Most Americans, many of them Christians, have had their worldview shaped, for good or ill, by information gathered through pop culture channels. There is nothing new in this phenomenon. Like electricity that follows the path of least resistance, pop culture makes its way into our homes through easily digestible media like newspapers, comics, novels, radio, films, television, music, sports, graphic novels, video games, advertising, and the internet. Ancient cultures were similarly influenced by popular culture ideas even though the media may have changed over the centuries. Should Christians take advantage and even create better, more affordable, and efficient ways to teach and propagate ideas?

Paul encountered the exchange of pop culture ideas in Athens, Greece, where “all the Athenians and the strangers visiting there used to spend their time in nothing other than telling or hearing something new” (Acts 17:21). Paul was thought to be an “idle babbler,” someone who makes his living by picking up scraps of information and passing them on to others as established fact. In this case, scraps of the latest in fashionable ideas about “‘strange demons’—because he was preaching Jesus and the resurrection” (17:18). The Areopagus was the rallying point for new ideas that could be disseminated without the usual informational chokepoints controlled by political, academic, and religious high priests. Academics were present at the Areopagus, Epicurean and Stoic philosophers (17:18), who were used to hearing and evaluating new ideas but who looked down on those who were not part of the professional guild. Even so, they could not stop these ideas from being discussed in non-formal settings (17:32). Instead of shunning the new medium, Paul embraced it and used it to his own advantage: “But some men joined him and believed. . .” (17:34).

The transmission of new ideas is difficult when the channels for propagation are controlled by those whose power will be jeopardized if people are exposed to opposing views. For example, there was a time when church and political authorities controlled the translation and publication of the Bible. The printing press made it possible to disseminate new ideas to the masses at low cost. Of course, there was a high price to pay for those who used the new medium. For example, William Tyndale’s English translation was banned by the authorities because it was viewed as a threat to the religious and political status quo. For his efforts, Tyndale was burned at the stake in 1536 at the instigation of agents of Henry VIII and the newly formed English Church. Even so, Tyndale and those who followed him persevered and changed their world and ours:

It is surprising that the name of William Tyndale is not more familiar, for there is no man who did more to enrich the English language. Tyndale is the man who taught England how to read and showed Shakespeare how to write. No English writer—not even Shakespeare—has reached so many. According to a recent exhibit co-sponsored by the British Library and the Library of Congress: “Contrary to what history teaches about Chaucer being the father of the English Language, this mantle belongs to William Tyndale, whose work was read by ten thousand times as many people as Chaucer.”

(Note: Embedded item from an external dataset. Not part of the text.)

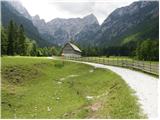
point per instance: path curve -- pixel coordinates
(145, 86)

Tyndale’s contributions, enshrined in his and subsequent English Bibles, molded the speech of even those who condemned him. The British Library described Tyndale’s New Testament as “the most important printed book in the English language” and paid more than one million pounds for it. Only two complete copies are known to have survived: most were burned or literally read to pieces.[1]

King James I of England (VI of Scotland) (1566–1625) had a strong distaste for the Geneva Bible because he believed that some of its notes called into question the guarded principle of the “divine right” of kings. For example, the note on Exodus 1:19[2] read: “Their disobedience in this was lawful, but their deception is evil.” Unlike the King James Version, the translation project of the Geneva Bible project was funded by English exiles living in Geneva, Switzerland, not by a church or civil government. Gutenberg’s printing press made it possible. Christians embraced the new technology.

Endnotes:

[1] http://www.williamtyndale.com/0crimesofwilliamtyndale.htm
[2] “And the midwives said unto Pharaoh, Because the Hebrew women [are] not as the Egyptian women; for they [are] lively, and are delivered ere the midwives come in unto them.”